As part of PAPER's month-long "Sexpress" series, New York-based sexologist Shelby Sells will be writing weekly columns that investigate modern sexuality. Dive into her sexpertise, below.
What is Sextimacy? Sextimacy can be defined as the effort to find emotional intimacy through sex. In such sexually liberated times as these, it can be easy to confuse sexual connection with emotional intimacy. This is not the sex ed they taught in 8th grade! I have often confused the two. Upon moving to New York City I was fresh out of a break up and the possibilities of the dating scene seemed endless. In no time I became infatuated with a young Jewish man. We quickly bonded and were inseparable.
The sex. Oh, the sex was fantastic. I couldn't believe I had found someone who was so attentive to my needs so soon. We dated for a two months and it became apparent that although we cared for each other, neither of us were (or at least I wasn't) emotionally available. During our time together we both sought emotional intimacy through our sensuous connection. He desired the emotional connectedness and understanding of a partner (he had been single for almost 3 years) and I yearned for the comfort and trust my last relationship brought me. Though we developed sexual intimacy, neither of our emotional needs were being met. We did, however, carry on a sexual relationship that went on for some time after that. Kudos to you sir for your excellent bedroom manners.
Sex is physical act. It is fluid and can be many different things. Sex can be a Skype conversation, a late night dm, or a night of passionate physical intimacy. How you choose to define it is up to you. It is important to clarify what sex means to you in order to gain understanding of what you're receiving from it. For some people it's easy to differentiate sex from love and emotional intimacy. It is, after all, an animalistic act in nature. For others, it is not so easy. That is why sex is so problematic. It confuses our emotional and physical natures.
Sextimacy fulfills short term needs. It is love at first sight — that intoxicating feeling of love, lust, and borderline obsession. The honeymoon phase. Once the allure has gone, it leaves lovers feeling empty and hopeless. However, once a new person enters the dating ring the rotation starts all over again, creating a savage cycle of extremes with ultimately little or no emotional fulfillment. Yikes!! The truly scary thing is that most people who fall prey to sextimacy have no awareness that they're even developing this pattern of behavior.

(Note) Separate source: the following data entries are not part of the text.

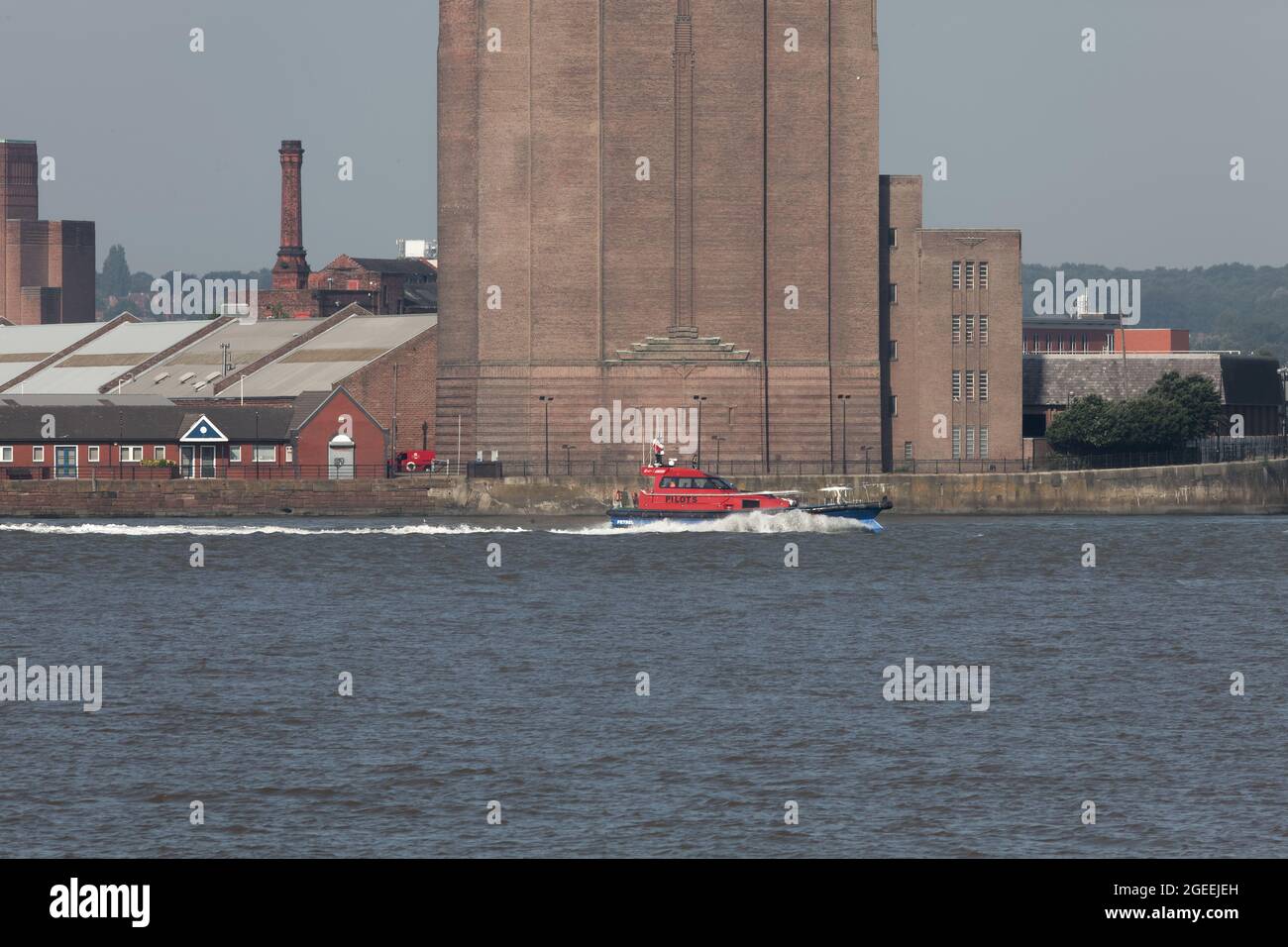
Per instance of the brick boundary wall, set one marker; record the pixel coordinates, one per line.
(1249, 487)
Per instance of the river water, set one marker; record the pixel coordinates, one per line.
(518, 684)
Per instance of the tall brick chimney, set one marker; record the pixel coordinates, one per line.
(20, 200)
(291, 270)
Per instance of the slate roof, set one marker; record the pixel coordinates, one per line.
(141, 419)
(410, 265)
(1051, 377)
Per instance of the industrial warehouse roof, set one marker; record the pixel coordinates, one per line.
(123, 419)
(330, 357)
(1052, 377)
(408, 265)
(107, 357)
(202, 363)
(355, 339)
(25, 347)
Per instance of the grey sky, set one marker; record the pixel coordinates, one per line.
(1117, 158)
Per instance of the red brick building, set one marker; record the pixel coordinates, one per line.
(381, 286)
(391, 286)
(669, 200)
(47, 266)
(322, 436)
(1099, 334)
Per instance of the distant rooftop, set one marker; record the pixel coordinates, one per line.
(329, 359)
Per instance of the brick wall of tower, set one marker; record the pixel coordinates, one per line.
(460, 38)
(857, 341)
(902, 211)
(539, 150)
(926, 379)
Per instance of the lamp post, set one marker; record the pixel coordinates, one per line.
(699, 399)
(845, 428)
(545, 399)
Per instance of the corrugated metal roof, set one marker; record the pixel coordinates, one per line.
(110, 356)
(325, 361)
(248, 344)
(25, 347)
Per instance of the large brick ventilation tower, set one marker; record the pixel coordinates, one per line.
(291, 270)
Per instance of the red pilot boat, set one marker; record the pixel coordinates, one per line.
(691, 495)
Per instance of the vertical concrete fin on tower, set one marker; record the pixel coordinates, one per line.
(682, 309)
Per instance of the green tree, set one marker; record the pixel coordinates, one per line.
(1197, 398)
(115, 279)
(1171, 414)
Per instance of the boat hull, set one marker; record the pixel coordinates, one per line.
(864, 513)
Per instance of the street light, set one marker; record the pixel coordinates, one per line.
(717, 438)
(845, 459)
(545, 399)
(699, 399)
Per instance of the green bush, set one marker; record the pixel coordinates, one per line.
(1171, 414)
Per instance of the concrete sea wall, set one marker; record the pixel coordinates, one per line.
(1257, 487)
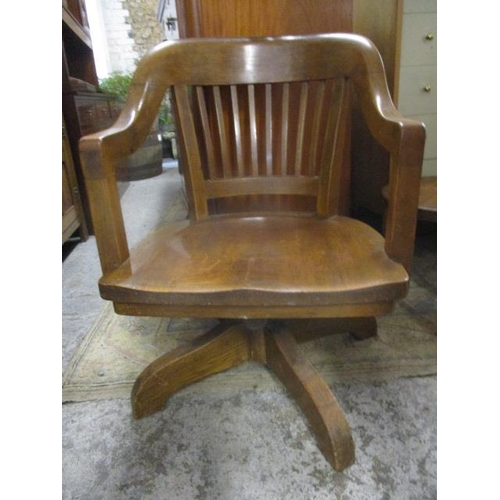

So how can we break this dating pattern? We must rewire our brains (I wish I was kidding) by repeatedly engaging in new, positive experiences. The first step begins with forming a healthy relationship with ourselves. Next, we must purposefully choose partners that display the qualities and characteristics we need to be satisfied in a relationship. By getting to know these new potential partners on multiple levels, and not just a sexual one, we are helping to disband disfunction in our romantic relationships.
Cultivating a strong sense of self will pave the way to relationships where your needs are constantly being met. If you do not know yourself on an emotional and sexual level, then it becomes very hard for people who are close to you to understand who you are and what you need. We're not all mind readers here! Value yourself. Accepting that your needs deserve attention from the beginning of a relationship is a great way to build a long-lasting foundation of emotional intimacy.